Ceclor Mr

CECLOR MR, 375 mg, prolonged-release tablets

CECLOR MR, 500 mg, prolonged-release tablets

CECLOR MR, 750 mg, prolonged-release tablets

(Cefaclor)

Read the package leaflet carefully before taking the medicine, as it contains important information for the patient.

• Keep this leaflet, you may need to read it again.
• If you have any further questions, ask your doctor or pharmacist.
• This medicine has been prescribed for you only. Do not pass it on to others. It may harm them, even if their symptoms are the same as yours.
• If you experience any side effects, including those not listed in this leaflet, please inform your doctor or pharmacist. See section 4.

Table of contents of the leaflet:

• 1. What is Ceclor MR and what is it used for
• 2. Important information before taking Ceclor MR
• 3. How to take Ceclor MR
• 4. Possible side effects
• 5. How to store Ceclor MR
• 6. Contents of the pack and other information

1. What is Ceclor MR and what is it used for

Ceclor MR contains the active substance cefaclor, which is an oral semi-synthetic antibiotic belonging to the cephalosporin group. Cephalosporins exhibit bactericidal activity by inhibiting the synthesis of the bacterial cell wall.
Cefaclor is indicated for the treatment of the following infections caused by susceptible bacterial strains:

• Acute bronchitis and exacerbation of chronic bronchitis caused by Streptococcus pneumoniae(strains with reduced susceptibility to penicillin are resistant), Haemophilus influenzae(including strains producing β-lactamases), Haemophilus parainfluenzae, Moraxella catarrhalis(including strains producing β-lactamases), Staphylococcus aureus(methicillin-resistant strains are resistant).
• Pharyngitis and tonsillitis caused by Streptococcus pyogenes(group A streptococci).
• Pneumonia caused by Streptococcus pneumoniae(strains with reduced susceptibility to penicillin are resistant), Haemophilus influenzae(including strains producing β-lactamase) and Moraxella catarrhalis(including strains producing β-lactamase).
• Sinusitis caused by Streptococcus pneumoniae(only penicillin-susceptible strains), Haemophilus influenzae(including strains producing β-lactamase), Moraxella catarrhalis(including strains producing β-lactamase).
• Uncomplicated lower urinary tract infections, including cystitis and asymptomatic bacteriuria, caused by Escherichia coli, Klebsiella pneumoniae, Proteus mirabilisand Staphylococcus saprophyticus.
• Skin and soft tissue infections caused by Streptococcus pyogenes(group A streptococci), Staphylococcus aureus(including β-lactamase-producing strains, methicillin-resistant strains are resistant) and Staphylococcus epidermidis(including β-lactamase-producing strains, methicillin-resistant strains are resistant).

Prior to initiation of treatment, appropriate tests should be conducted to demonstrate the susceptibility of the microorganisms to cefaclor.

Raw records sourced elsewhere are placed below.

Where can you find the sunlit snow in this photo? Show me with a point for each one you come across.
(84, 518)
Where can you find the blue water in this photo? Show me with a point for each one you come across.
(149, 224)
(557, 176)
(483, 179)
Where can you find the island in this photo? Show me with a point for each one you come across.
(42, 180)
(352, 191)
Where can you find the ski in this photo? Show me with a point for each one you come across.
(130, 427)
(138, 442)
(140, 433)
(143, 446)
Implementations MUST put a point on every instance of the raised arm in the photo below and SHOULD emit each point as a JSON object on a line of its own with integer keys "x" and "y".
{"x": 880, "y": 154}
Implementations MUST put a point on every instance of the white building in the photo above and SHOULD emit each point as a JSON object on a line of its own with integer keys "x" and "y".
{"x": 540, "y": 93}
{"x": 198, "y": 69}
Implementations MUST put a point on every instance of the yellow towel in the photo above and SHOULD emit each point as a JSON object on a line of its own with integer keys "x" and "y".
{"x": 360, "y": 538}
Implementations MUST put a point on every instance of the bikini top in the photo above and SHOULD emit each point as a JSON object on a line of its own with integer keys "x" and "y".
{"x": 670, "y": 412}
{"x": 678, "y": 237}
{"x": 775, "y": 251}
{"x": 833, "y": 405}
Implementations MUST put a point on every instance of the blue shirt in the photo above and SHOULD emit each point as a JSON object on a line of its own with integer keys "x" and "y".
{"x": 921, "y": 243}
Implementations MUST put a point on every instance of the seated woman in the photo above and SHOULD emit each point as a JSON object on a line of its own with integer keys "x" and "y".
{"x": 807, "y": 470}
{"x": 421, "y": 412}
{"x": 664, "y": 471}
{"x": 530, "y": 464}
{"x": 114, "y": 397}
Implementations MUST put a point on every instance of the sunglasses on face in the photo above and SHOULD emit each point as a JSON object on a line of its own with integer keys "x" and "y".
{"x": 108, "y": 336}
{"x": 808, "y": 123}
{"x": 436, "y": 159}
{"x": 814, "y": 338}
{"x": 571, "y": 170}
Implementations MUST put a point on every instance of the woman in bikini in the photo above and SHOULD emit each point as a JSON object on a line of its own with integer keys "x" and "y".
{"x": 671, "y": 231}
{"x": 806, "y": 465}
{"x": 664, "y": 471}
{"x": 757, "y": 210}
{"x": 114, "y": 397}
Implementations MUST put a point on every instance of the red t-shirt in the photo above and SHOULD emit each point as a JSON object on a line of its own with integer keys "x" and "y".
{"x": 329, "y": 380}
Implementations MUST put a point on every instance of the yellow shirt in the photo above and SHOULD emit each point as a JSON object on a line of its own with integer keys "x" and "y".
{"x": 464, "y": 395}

2. Important information before taking Ceclor MR

When not to take Ceclor MR

• if you are allergic to the active substance cefaclor (or other cephalosporins) or any of the other ingredients of this medicine (listed in section 6).

Warnings and precautions

Before taking Ceclor MR, discuss with your doctor or pharmacist

• if you are allergic to antibiotics, including penicillins and cephalosporins, as well as any other medicines. Symptoms of an allergic reaction may include: rash, itching, swelling, and sudden difficulty breathing
• if you have kidney disease and are undergoing dialysis
• if you have a history of colitis (a type of severe diarrhea). If you experience diarrhea during treatment, inform your doctor, as it may be a sign of pseudomembranous colitis. Your doctor will decide on further action. Do not take anti-diarrheal medications
• if you have diabetes, as Ceclor MR may affect the results of urine tests for sugar.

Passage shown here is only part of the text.